# Parts for older - discontinued guns (link)



## 7515 (Aug 31, 2014)

I have a old Mossberg .22 model 46M(b) and I lost the front sight hood decades ago.
I figured the rifle was so old I would never find a replacement. I was wrong, I lucked into a web page that has a bunch of parts for older/discontinued models.
Price was reasonable and I am very happy to have this part to make my rifle whole again :grin:

thought I would share
https://www.gunpartscorp.com/


----------



## AquaHull (Jun 10, 2012)

Caveat Emptor


----------



## SARGE7402 (Nov 18, 2012)

Actually these folks have been around for over 50 years.
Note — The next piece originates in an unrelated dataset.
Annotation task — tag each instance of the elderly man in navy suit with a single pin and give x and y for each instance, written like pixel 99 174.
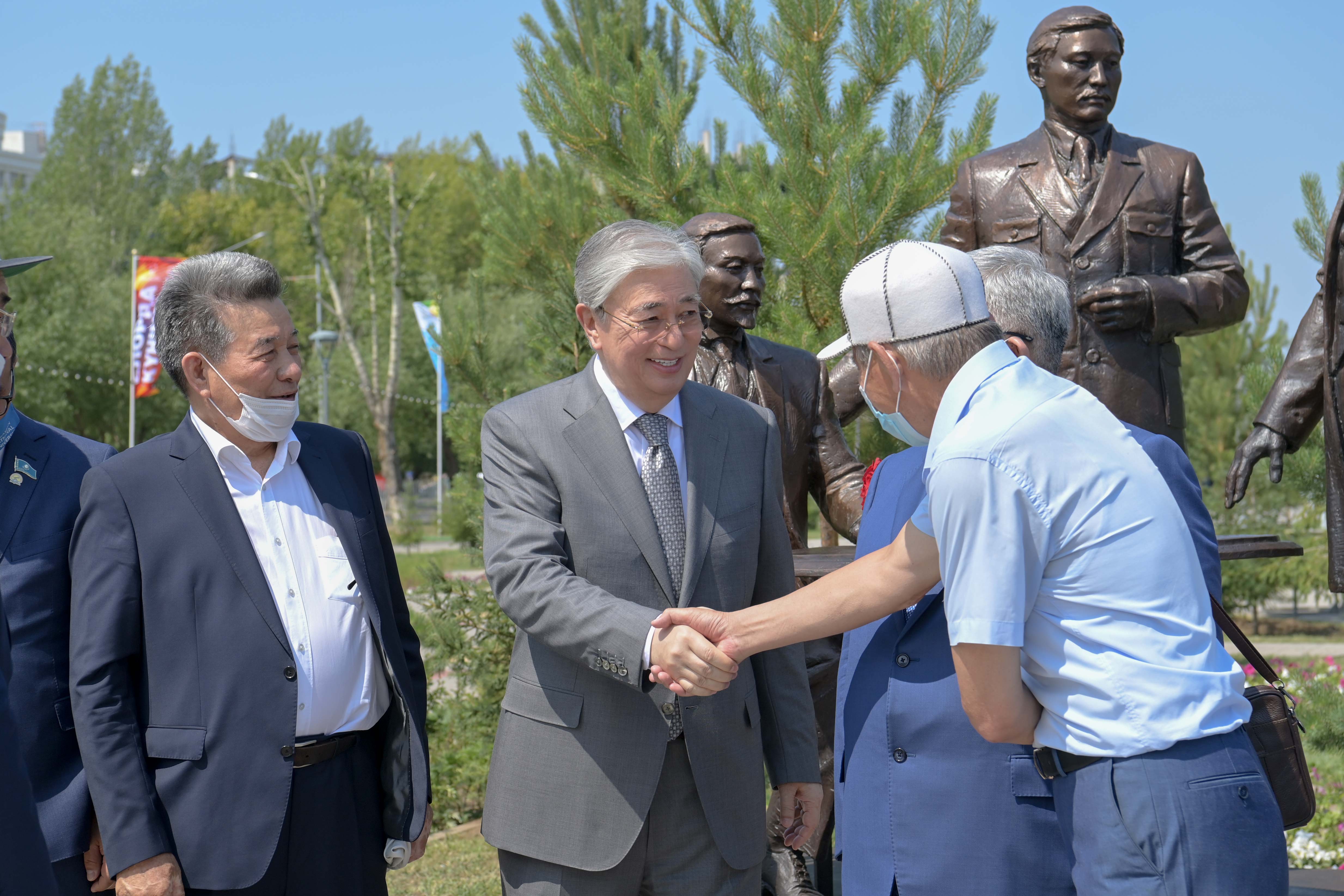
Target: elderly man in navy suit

They have good parts, are reasonable and ship very fast.


----------



## 7515 (Aug 31, 2014)

AquaHull said:


> Caveat Emptor


This is my first transaction with them. If I have a bad experience I will update this post.
Have you had a problem with them Aquahull?


----------



## Camel923 (Aug 13, 2014)

I've had good experiences with Gunparts and Sarco. You do buy used parts but it may be your only source on old discontinued firearms. I always ask and pay a little extra for best part available if possible.


----------



## AquaHull (Jun 10, 2012)

Box of frogs said:


> This is my first transaction with them. If I have a bad experience I will update this post.
> Have you had a problem with them Aquahull?


Yes I did. They sent me some recoil rods that were just chop sawed ejector rod. The ones I looked at on the website were rounded off.
It would have cost too much to ship them back for a return so I just used my old ones and put the shat ones in stock for a rainy day.
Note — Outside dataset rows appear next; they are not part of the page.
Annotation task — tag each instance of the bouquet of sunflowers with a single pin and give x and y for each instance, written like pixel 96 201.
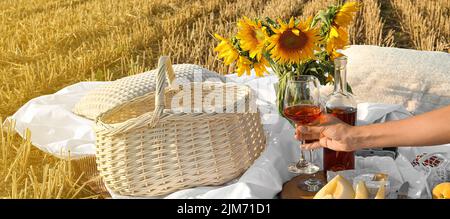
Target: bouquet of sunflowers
pixel 290 47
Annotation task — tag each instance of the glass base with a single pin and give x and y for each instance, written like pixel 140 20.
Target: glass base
pixel 307 169
pixel 311 185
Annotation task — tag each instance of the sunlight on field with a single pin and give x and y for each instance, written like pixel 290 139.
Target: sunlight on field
pixel 46 45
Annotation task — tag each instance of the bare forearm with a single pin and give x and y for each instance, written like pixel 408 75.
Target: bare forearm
pixel 431 128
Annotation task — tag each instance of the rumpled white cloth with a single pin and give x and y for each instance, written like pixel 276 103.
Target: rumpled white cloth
pixel 55 129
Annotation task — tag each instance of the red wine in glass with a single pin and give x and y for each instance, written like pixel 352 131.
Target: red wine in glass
pixel 303 114
pixel 338 160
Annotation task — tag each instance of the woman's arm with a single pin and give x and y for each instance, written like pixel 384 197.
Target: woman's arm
pixel 430 128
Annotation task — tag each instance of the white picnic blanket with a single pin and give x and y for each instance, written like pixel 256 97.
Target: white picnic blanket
pixel 55 128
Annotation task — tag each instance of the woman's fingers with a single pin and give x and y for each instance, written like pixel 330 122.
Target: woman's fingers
pixel 308 132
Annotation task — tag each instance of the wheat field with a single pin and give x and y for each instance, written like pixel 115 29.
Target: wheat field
pixel 46 45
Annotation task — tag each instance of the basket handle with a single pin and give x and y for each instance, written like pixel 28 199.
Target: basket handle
pixel 165 71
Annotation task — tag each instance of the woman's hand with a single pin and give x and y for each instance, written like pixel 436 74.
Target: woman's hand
pixel 332 133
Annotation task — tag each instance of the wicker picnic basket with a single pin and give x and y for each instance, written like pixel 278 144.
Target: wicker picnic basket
pixel 147 148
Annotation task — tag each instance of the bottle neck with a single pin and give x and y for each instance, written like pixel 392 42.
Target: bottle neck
pixel 340 79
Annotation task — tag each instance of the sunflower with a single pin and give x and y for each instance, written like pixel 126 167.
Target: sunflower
pixel 260 67
pixel 252 37
pixel 338 34
pixel 293 43
pixel 244 65
pixel 335 54
pixel 337 39
pixel 226 50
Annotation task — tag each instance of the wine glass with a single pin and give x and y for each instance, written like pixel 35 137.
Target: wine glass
pixel 302 106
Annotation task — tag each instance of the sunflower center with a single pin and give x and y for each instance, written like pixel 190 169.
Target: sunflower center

It also took them 2 months to ship the recoil rods.

If you want a discontinued part they are the only game in town though,so Buyer Beware in that case and roll the dice.


----------



## just mike (Jun 25, 2014)

If you have any of the old H&R guns you may try Numrich. Apparently they bought out all of H&R's left over parts when they folded. I have never had anyone tell me of a bad experience with them, does not mean that they don't screw up, just that no one has related a bad experience to me.


----------



## AquaHull (Jun 10, 2012)

I just did^^^^^^^^^^^^^^^^^^


----------



## Boss Dog (Feb 8, 2013)

I've bought from them several times. Always been pleased.


----------



## rice paddy daddy (Jul 17, 2012)

I have dealt with Numrich for years, for parts ranging from the firing pin and some springs for a 1930's Springfield shotgun to a magazine spring for a 1917 Mauser GEW98 and other things in between.
Box o' frogs, for old Mossberg parts you can also try Havlin Sales. Just google 'em.


----------



## SARGE7402 (Nov 18, 2012)

About Gun Parts! ...Bob's Gun Parts. Top Page Commercial Super Site.
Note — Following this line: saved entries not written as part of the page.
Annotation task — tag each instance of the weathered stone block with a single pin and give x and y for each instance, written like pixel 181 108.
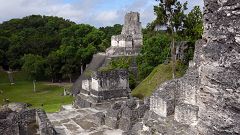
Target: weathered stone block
pixel 111 122
pixel 125 124
pixel 186 114
pixel 100 118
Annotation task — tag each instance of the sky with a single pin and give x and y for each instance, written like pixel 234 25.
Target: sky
pixel 94 12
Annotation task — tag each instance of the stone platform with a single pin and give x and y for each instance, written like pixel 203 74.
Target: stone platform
pixel 71 121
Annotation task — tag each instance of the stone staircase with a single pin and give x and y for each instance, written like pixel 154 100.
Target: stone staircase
pixel 71 121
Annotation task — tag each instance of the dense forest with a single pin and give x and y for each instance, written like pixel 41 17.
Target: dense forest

If Numrich doesn't have what you are looking for try bobs


----------



## 7515 (Aug 31, 2014)

rice paddy daddy said:


> Box o' frogs, for old Mossberg parts you can also try Havlin Sales. Just google 'em.


Thanks RPD. I added them to my bookmarks


----------



## 7515 (Aug 31, 2014)

Oh happy day !
The sight hood came in the mail today and it is a perfect fit. Well worth the 11 bucks to put my grandfathers .22 back whole again after 20+ years

The morale to this story is don't go squirrel hunting with your family heirloom rifles.


----------



## 1skrewsloose (Jun 3, 2013)

Almost any part on any gun can be welded and re-tempered. Like working at a place where we have a temper furnace. The tool room guys can fix me up with most anything. I wish everyone the same luxury. Most times it requires a spot of weld and milling on the cnc. Not something I can personally do, but, they can and will.


----------



## 1skrewsloose (Jun 3, 2013)

I understand that a sight hood may be a different animal.


----------